In quarter after quarter, many missing targets, Zaslav and Weidenfels expressed surprise at just how bad things were at Warners once they got a good look under the hood; they said that hadn’t really been possible until the deal formally closed in April 2022. Among the challenges they found: HBO worked in silos and was overstaffed, streaming was bleeding cash and there was superhero fatigue. WBD took a series of substantial write-downs for content, a huge one for cable, lost the NBA, created chaos at the viewer-bleeding CNN and flip-flopped over and over DTC branding of HBO and Max.

Yes, even with the fact that WBD no longer offers forward-looking guidance in earnings reports, the company outlook is better, in relative terms – and hoping for a further lift if one becomes two. The split has been a tonic for the company’s stock, boosting it past $17 a share, up from the spring doldrums below $8, but it is has languished at a fraction of the level where it started in April 2022.

Lifted from Comcast’s playbook, the idea of the split – aside from whether it ever actually happens – provided a jolt. The company is taking streaming international and is having a great 2025 box office run with A Minecraft Movie, Sinners, Weapons, the Superman revival and the latest installments of Final Destination and The Conjuring turned around the studio’s fortunes and those of the just re-upped De Luca and Abdy.

Yet, debt – which was also an albatross during the years when AT&T owned WarnerMedia – is hampering investment.

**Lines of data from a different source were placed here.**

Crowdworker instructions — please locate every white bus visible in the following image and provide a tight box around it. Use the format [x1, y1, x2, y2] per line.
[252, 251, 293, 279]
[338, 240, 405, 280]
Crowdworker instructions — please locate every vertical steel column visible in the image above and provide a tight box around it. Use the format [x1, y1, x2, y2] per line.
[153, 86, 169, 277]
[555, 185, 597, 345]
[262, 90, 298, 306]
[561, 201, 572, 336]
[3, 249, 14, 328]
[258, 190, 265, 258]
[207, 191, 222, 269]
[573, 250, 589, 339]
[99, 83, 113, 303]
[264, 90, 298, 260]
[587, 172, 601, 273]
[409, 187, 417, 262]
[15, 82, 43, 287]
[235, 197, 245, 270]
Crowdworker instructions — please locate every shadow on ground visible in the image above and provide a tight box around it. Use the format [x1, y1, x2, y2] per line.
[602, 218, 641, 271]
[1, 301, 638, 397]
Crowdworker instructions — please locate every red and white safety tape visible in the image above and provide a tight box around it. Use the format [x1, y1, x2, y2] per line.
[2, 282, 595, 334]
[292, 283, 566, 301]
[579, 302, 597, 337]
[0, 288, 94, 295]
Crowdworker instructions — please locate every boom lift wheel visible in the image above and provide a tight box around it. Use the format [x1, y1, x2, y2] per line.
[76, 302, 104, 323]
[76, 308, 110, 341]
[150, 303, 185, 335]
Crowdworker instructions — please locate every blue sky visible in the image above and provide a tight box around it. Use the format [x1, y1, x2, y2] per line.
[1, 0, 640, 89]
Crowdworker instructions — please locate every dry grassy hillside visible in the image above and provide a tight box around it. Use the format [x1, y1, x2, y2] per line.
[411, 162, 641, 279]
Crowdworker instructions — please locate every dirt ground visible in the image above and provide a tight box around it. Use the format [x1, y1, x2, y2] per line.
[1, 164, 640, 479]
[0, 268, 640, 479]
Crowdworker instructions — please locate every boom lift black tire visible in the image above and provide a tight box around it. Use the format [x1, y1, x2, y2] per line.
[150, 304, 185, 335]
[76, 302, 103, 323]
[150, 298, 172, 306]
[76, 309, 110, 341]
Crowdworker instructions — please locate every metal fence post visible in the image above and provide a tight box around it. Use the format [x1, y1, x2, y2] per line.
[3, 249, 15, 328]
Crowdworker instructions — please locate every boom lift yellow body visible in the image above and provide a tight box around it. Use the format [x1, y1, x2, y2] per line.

A “restructuring in June took about $3 billion off their debt, but they also have a $17 billion bridge loan, which is syndicated across Wall Street banks, which had not yet been refinanced,” a well-placed finance chief told us of the math and risk. “That’s one of the critical reasons why they can’t spin off the company yet with the cable properties and studio. Two is, as part of their debt plan, they have to monetize 20% of one of the spin companies, which is studios and streaming, which they expect to have a high value. If they don’t get the value when they spend, they’ll still be over leveraged in the cable company. It all fraught with risk.”